According to information in the MPAA/PCA Collection at the AMPAS Library, an Italian-American organization in Jersey City, NJ, the 5th ward division of the John R. Longo Association, wrote to New Jersey's two U.S. senators in August 1950 to complain about the scene in the film in which an Italian-American player objects to Robinson playing on the team. Claiming that the film "smears and libels Americans of Italian extraction," the group in a resolution urged the senators to "launch an investigation to determine if a conspiracy exists in the movie industry to hold these decent Americans in such an unsavory light, and thereby perpetrating all phases of racial discrimination."
New Jersey Senator H. Alexander Smith then wrote to Senator Edwin C. Johnson, the Chairman of the Interstate and Foreign Commerce Committee: "As you have introduced legislation with regard to an investigation of the movie industry, I am wondering whether the legislation will cover the subject of this resolution." Senator Johnson subsequently wrote to Eric Johnston, president of the Motion Picture Association of America. Johnston had his New York office make a study of films released in the previous two years that contained depictions of Italians. He found that of 116 portrayals, 78 were sympathetic, 19 were unsympathetic and 19 were mixed or with no particular impact. Of the 50 prominent depictions among the 116, 34 were sympathetic, 11 unsympathetic and 5 mixed. Johnston then wrote to Senator Johnson that the same issue had been raised the previous year by the United Italian-American League of New York. At that time, Johnston supplied an editorial writer for the Italian-language newspaper, Il progresso, with information stating that motion picture producers routinely changed the names of unsympathetic Italian characters in plays and novels adapted for films and added sympathetic Italian characters where Italians originally had been cast as villains.

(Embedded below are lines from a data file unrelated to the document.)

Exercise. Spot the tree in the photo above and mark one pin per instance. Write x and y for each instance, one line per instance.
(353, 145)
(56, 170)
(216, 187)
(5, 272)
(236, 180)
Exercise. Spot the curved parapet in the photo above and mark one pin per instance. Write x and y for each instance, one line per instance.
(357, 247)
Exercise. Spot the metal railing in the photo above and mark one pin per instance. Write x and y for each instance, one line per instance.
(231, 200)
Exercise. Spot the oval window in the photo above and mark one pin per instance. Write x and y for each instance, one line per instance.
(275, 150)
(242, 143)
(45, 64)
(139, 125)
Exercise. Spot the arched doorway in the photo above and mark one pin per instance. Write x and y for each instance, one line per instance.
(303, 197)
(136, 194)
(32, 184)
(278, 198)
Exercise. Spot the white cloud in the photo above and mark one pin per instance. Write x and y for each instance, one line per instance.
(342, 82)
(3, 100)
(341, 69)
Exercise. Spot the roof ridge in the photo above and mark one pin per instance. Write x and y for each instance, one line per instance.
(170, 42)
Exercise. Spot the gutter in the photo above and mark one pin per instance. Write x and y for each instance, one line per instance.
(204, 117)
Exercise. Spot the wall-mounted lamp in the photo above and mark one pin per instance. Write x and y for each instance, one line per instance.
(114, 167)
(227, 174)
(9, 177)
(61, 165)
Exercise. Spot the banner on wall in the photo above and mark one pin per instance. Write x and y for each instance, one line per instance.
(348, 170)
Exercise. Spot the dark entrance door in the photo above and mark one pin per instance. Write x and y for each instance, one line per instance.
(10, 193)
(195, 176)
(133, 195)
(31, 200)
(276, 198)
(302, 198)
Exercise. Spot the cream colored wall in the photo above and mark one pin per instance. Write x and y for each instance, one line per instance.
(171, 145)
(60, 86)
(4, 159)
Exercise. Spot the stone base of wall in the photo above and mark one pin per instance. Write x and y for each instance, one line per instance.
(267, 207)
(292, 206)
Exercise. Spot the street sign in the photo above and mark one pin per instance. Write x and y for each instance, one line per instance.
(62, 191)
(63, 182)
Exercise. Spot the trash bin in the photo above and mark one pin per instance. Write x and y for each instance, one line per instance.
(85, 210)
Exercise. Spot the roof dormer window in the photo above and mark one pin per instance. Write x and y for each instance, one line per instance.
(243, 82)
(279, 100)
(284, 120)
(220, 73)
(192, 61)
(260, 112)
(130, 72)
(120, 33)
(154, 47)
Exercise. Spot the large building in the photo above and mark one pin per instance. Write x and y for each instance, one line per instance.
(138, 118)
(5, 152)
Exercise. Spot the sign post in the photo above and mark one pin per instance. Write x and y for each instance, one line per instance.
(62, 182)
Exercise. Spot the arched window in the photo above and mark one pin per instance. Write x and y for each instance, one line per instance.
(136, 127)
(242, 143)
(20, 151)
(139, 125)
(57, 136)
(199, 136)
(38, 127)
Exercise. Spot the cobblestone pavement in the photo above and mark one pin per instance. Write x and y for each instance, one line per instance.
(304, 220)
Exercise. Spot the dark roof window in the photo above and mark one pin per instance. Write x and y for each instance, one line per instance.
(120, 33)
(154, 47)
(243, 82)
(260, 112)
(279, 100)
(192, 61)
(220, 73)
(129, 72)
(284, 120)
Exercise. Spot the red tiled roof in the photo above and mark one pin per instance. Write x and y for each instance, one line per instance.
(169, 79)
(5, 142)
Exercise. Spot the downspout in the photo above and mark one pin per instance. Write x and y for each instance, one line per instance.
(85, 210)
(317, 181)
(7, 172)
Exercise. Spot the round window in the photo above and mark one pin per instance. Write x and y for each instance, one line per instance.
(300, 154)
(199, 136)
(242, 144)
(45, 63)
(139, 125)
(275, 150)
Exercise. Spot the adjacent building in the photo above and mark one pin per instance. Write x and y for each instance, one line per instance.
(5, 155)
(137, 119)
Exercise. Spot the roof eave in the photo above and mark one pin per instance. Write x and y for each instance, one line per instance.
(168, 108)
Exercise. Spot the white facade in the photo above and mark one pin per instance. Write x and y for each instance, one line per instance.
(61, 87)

Johnston wrote, "I've found from personal observation that Hollywood, in films dealing with different nationalities and groups, is guided by principles of fair play and justice, tolerance and understanding." Although he acknowledged the possibility of "errors and mistakes of judgment," he reiterated the Production Code provision dealing with the issue: "The history, institutions, prominent people and citizenry of all nations shall be represented fairly." Joseph I. Breen, director of the Hollywood PCA office, also denied that Italian Americans were "smeared" in The Jackie Robinson Story, noting that later in the film, there is a scene in which the Dodgers are led by the Italian-American player as they rush out of the dugout in support of Jackie after he is threatened by a member of the opposing team.
Hollywood Reporter praised the film stating, "There is no attempt to minimize the racial angle; yet this is not the essence of The Jackie Robinson Story. It happens to be an account of a great athlete and what must be a greater gentleman. The film is choppy, episodic, and sometimes its low budget shows at the seams. But director Alfred E. Green and his star maintain a serene dignity throughout it all." Variety commented, "Robinson is a better baseballer than he is an actor, but still does rather well in a not too self-conscious portrayal of himself." Fortnight noted that the film "strives hard to be in line with the popular documentary technique of the moment." Hollywood Citizen-News criticized Robinson's performance and the film, stating "it strikes us more as a re-enactment of events rather than as a tremendous drama developing with all the psychological complexities mirrored before our eyes."